Im Herbst 2020 hat Edric Moshidi das Goldene Rössle im ostwürttembergischen Dischingen nahe Heidenheim übernommen – und das mit gerade einmal 24 Jahren, kurz nach seiner Ausbildung zum KFZ-Mechatroniker und parallel zum Start eines Psychologie-Studiums. Seitdem führt er die Traditionsgaststätte mit viel Herzblut und Respekt für die lange Geschichte des um 1890 erbauten Hauses – zur Freude der gesamten Gemeinde.

Landgasthof Goldenes Rössle – Dischingen

Hauptstraße 14
89561 Dischingen

instagram.com/goldenesroessle/

Herr Moshidi, Ihr Weg in die Gastronomie erscheint auf den ersten Blick eher ungewöhnlich.

Ja, das kann man so sagen. Ich war zwar schon immer in der Gastro tätig und hegte den Traum, mich irgendwann in diesem Bereich selbstständig zu machen.

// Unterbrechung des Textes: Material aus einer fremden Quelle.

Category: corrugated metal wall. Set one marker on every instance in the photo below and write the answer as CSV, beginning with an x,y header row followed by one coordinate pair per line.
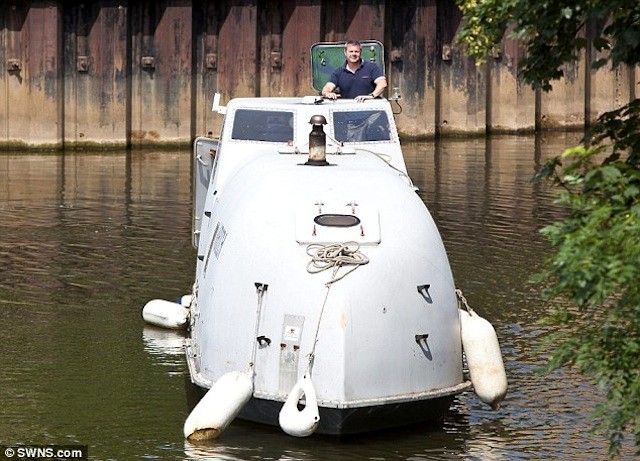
x,y
113,73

Aber erst 2020 fügte sich alles: Zeitgleich zu Beginn meines Fernstudiums stand das Goldene Rössle zum Verkauf – und dann ging alles Schlag auf Schlag.

 

Wie sind Sie das neue Projekt angegangen?

Gestartet hat alles mit einer Renovierung. Denn erst einmal kam es darauf an, eine neue Basis zu schaffen: Die Decken wurden abgehängt, Mauern verspachtelt, Wände verputzt und gestrichen – und, und, und. Das meiste davon habe ich in Eigenregie neben dem Studium geschafft, bekam aber zum Glück auch Unterstützung von ortsansässigen Unternehmen.

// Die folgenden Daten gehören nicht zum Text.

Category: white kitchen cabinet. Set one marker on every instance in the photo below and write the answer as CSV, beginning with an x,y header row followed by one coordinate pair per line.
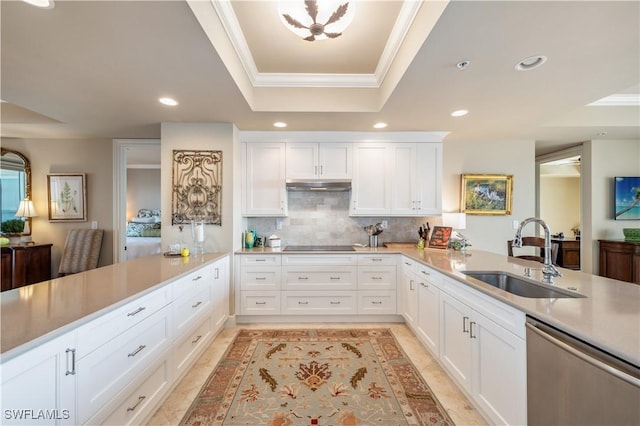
x,y
429,283
264,184
318,160
371,184
487,360
416,179
38,387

Worauf haben Sie dabei Wert gelegt?

Für mich war es wichtig, dem Charme vom alten Rössle treu zu bleiben. Wir haben zum Beispiel die Dachbalken, Säulen sowie alten Sitzbänke erhalten und aus uralten Bierfässern einen Stammtisch gebaut – denn das Rössle war vor langer Zeit auch mal eine Brauerei.

 

Wie teilen sich die beiden Stockwerke auf?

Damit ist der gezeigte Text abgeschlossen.